28. So, it is obvious on the evidence that Garda White had his suspicions that the owner of the phone was involved in the burglary and indeed he so stated in evidence that:
“at the time I believed, and I do believe, that the person who was meeting me with the phone was a culprit and responsible for the burglary.”
However, when asked about his level of suspicion he said:
“….[H]e may not have turned up. It may have been another male. It could have been a friend.”
He followed this with:
“As I’ve stated previously I believe that the person who was going to claim ownership of the phone is the person that was responsible for the burglary.”
Decision on Rule 2
29. It is clear that only when the appellant was able to identify the sticker on the phone that the Garda’s suspicion hardened, and he then arrested the appellant and administered the caution. We find no error in the trial judge’s ruling in this regard.
Basic Fairness
30. Garda White made certain enquiries as to the ownership of the phone which he was entitled to do without cautioning the appellant. It is argued with reliance on Breen that the failure to administer a caution in the circumstances violated the requirements of fundamental fairness. In Breen, while the Court rejected the argument relating to a breach of Rule 2, it excluded the statement made by the appellant on the basis of a breach of the requirements of fundamental fairness. This was in circumstances where the appellant became agitated during a search of his farm for firearms, saying: “I can’t talk, don’t ask me. I’ll end up like those in the North.” Following which, the Garda said, “Tell me Sean.” He did not caution Mr Breen.

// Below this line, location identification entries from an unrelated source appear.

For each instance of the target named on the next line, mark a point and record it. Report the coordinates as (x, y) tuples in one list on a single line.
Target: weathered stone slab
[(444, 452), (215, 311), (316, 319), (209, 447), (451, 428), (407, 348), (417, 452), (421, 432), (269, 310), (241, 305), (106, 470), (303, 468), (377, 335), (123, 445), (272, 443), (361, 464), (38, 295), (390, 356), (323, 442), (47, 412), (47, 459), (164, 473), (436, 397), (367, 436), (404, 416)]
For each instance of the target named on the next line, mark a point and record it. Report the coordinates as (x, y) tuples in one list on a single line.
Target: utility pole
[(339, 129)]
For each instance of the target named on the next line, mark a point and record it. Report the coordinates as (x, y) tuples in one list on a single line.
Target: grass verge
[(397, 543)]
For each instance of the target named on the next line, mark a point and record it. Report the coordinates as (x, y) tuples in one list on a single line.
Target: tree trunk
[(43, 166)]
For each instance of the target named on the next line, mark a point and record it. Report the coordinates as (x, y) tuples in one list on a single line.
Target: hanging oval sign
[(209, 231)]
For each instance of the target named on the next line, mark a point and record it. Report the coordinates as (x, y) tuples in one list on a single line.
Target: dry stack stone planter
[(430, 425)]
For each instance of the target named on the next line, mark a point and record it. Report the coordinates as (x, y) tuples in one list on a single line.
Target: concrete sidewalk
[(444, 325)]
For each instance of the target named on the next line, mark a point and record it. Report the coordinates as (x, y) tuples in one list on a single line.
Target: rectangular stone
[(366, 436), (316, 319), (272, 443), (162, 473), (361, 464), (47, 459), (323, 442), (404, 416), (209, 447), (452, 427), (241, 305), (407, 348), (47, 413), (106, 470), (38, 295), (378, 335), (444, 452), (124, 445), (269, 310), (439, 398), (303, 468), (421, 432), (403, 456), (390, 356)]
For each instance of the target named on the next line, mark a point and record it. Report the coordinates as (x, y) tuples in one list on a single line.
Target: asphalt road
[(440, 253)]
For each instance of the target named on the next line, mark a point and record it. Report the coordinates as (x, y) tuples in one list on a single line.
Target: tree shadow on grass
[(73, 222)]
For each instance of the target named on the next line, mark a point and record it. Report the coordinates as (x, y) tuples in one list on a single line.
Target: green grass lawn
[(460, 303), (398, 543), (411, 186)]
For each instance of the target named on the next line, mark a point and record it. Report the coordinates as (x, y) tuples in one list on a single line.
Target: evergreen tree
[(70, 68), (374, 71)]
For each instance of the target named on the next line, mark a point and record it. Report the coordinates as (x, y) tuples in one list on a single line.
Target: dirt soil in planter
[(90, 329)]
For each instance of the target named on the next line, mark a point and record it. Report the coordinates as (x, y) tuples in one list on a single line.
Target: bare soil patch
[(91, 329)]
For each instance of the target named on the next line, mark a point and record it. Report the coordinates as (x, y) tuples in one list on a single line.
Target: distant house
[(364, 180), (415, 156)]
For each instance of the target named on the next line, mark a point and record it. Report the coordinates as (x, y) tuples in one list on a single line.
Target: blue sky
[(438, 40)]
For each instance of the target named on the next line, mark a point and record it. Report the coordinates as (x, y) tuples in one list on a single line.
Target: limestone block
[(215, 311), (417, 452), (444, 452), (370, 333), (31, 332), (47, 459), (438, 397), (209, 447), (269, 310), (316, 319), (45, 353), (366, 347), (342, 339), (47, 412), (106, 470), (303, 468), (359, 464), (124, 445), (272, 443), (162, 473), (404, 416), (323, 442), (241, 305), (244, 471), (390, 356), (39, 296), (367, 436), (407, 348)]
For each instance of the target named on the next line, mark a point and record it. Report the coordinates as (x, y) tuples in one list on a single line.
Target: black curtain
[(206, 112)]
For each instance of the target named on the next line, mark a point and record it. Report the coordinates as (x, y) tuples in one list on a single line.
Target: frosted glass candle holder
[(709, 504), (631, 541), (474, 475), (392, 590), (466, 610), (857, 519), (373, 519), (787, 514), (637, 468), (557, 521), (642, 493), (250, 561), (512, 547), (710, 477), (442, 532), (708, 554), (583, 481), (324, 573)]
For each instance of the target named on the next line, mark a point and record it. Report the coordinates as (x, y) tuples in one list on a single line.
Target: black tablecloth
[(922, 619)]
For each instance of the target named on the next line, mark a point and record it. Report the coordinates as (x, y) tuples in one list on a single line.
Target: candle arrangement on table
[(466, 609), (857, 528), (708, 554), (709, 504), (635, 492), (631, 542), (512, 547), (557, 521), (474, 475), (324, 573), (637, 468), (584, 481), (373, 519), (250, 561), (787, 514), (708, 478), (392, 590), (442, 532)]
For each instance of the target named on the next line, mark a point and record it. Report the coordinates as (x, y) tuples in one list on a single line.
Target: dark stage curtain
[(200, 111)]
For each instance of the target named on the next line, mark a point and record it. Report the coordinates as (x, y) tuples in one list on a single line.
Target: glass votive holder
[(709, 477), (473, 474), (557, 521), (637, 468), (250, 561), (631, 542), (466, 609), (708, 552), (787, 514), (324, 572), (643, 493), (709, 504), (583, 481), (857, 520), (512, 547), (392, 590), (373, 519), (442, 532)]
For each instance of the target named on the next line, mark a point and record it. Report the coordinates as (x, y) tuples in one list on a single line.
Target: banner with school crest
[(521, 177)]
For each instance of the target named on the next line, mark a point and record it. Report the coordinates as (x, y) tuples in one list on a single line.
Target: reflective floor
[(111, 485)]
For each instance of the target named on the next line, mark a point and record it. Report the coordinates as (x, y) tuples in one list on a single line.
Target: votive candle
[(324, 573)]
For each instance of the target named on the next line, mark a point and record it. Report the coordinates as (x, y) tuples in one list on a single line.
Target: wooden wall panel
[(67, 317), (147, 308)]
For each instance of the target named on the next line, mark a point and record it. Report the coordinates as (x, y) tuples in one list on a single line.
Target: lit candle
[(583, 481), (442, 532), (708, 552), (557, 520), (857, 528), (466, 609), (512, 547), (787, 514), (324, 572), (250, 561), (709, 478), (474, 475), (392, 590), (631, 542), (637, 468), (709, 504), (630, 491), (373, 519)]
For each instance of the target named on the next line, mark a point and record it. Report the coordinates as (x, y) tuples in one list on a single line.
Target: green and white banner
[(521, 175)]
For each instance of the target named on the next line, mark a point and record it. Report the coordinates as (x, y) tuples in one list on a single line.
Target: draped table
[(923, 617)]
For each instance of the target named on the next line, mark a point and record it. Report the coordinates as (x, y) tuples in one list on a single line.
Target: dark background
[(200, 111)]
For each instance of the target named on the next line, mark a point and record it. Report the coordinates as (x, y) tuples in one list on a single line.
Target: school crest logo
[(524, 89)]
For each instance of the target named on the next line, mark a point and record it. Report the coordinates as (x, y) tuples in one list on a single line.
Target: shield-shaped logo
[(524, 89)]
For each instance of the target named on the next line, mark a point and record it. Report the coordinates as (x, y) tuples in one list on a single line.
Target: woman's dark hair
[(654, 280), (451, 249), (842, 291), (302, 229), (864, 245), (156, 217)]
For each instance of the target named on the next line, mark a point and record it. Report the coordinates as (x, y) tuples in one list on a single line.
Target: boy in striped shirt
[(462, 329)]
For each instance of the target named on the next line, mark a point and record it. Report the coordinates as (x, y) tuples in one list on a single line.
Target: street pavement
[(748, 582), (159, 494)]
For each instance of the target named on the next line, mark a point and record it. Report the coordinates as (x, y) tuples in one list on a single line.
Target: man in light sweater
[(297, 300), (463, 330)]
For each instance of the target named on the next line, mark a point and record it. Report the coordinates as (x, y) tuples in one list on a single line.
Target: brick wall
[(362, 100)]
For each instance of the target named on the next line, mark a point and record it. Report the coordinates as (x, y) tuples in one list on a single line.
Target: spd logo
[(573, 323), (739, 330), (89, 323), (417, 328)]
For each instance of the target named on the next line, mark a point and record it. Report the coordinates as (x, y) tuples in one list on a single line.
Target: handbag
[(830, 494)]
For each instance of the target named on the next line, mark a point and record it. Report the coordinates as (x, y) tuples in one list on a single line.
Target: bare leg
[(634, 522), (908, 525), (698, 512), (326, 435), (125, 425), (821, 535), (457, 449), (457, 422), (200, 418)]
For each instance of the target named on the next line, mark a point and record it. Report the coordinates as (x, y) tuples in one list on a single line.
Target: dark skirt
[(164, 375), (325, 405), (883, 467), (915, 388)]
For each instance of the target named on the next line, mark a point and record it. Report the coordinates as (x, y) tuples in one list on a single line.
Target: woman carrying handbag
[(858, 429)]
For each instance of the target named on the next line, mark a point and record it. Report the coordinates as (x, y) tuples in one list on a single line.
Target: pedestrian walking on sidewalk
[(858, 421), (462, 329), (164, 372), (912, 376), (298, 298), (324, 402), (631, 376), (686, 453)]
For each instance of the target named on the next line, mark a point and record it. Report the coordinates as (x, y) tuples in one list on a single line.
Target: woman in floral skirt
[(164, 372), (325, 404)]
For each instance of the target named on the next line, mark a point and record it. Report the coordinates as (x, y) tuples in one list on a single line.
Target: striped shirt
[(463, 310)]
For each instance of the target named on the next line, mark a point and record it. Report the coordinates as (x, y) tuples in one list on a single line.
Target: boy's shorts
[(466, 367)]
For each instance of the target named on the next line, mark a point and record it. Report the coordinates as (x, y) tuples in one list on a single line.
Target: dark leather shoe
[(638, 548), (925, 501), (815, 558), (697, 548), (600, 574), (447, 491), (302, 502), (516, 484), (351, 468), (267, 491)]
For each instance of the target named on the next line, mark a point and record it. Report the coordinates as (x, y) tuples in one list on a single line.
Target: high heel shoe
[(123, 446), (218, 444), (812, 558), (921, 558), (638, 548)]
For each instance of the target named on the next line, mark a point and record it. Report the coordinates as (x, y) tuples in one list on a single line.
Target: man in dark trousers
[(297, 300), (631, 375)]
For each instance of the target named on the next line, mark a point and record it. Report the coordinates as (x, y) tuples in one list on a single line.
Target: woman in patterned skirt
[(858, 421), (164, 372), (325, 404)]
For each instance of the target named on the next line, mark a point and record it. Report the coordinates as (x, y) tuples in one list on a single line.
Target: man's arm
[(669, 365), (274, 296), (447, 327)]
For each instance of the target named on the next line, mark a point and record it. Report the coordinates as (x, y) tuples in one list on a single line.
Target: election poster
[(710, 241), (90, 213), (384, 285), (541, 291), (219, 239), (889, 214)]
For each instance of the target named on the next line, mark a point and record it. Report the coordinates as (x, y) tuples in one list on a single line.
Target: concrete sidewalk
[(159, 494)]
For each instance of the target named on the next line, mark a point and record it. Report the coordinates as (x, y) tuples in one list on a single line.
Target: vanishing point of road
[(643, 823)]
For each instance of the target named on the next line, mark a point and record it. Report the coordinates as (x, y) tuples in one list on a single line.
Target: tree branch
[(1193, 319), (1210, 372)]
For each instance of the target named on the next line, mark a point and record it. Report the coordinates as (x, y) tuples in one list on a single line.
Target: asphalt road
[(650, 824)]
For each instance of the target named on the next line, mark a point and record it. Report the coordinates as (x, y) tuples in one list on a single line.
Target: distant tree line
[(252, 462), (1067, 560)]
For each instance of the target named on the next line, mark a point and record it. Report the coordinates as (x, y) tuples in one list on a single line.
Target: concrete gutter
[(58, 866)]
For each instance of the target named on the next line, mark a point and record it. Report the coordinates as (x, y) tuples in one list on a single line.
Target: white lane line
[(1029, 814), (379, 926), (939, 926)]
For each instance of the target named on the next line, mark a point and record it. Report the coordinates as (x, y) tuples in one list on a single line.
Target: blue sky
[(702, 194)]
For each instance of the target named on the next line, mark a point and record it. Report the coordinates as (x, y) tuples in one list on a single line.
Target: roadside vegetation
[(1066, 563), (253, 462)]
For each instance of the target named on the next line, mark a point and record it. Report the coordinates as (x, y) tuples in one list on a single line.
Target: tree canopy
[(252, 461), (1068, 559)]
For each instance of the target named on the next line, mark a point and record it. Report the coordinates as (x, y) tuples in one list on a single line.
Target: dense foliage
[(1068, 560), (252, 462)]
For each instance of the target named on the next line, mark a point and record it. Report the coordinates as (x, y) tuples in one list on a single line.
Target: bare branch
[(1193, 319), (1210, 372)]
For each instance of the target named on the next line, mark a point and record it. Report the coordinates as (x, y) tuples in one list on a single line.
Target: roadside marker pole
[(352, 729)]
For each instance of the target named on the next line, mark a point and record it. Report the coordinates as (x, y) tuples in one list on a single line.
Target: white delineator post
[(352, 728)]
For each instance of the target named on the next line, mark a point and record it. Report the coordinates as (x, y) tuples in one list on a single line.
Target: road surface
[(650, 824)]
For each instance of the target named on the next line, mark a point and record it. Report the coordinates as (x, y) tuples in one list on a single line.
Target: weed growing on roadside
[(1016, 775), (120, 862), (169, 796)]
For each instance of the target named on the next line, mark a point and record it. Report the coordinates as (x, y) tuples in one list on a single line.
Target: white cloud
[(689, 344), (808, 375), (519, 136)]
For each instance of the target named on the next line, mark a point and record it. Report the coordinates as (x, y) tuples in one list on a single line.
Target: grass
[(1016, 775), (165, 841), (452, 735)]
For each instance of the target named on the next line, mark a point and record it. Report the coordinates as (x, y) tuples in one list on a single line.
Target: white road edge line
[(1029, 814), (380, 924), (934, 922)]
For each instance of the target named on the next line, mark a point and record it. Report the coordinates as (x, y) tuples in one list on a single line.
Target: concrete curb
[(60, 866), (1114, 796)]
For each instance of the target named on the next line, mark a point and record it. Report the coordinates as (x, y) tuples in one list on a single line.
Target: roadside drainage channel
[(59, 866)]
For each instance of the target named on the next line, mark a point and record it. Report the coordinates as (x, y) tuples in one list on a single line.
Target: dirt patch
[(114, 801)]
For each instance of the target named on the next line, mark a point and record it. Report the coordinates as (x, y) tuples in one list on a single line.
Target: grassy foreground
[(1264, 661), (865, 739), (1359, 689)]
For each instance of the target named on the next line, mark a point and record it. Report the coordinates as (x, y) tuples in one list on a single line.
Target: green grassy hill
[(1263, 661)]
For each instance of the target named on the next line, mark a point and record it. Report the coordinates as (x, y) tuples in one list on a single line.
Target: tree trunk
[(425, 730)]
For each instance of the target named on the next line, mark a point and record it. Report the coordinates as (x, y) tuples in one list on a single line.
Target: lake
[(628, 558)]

31. The particular circumstances were such that the principle of basic fairness was found to require a caution even though the Garda had not decided to charge the appellant as it was said that the Garda ought to have appreciated Mr Breen was on the verge of an admission.
32. In the present case, it is argued that by failing to identify himself as a member of An Garda Síochána, engaging with the appellant and encouraging an admission, such fell below the required standard of fairness. Moreover, it is argued that the arrest is similarly tainted and in breach of the appellant’s constitutional rights.
Conclusion and Decision
33. We are not persuaded that there is merit in this argument on the facts disclosed. Garda White was undoubtedly entitled to ask questions of the appellant regarding ownership of the phone. The fact that he was in plain clothes and did not identify himself as a garda could be said to be appropriate to garda investigation. He could have received several answers to his question regarding ownership. The facts are entirely different to that of Breen, where it was clear that the appellant in that case was about to incriminate himself in circumstances where his farm was being searched for firearms and explosives.
34. Accordingly, as we find no error in the trial judge’s ruling, the appeal is dismissed.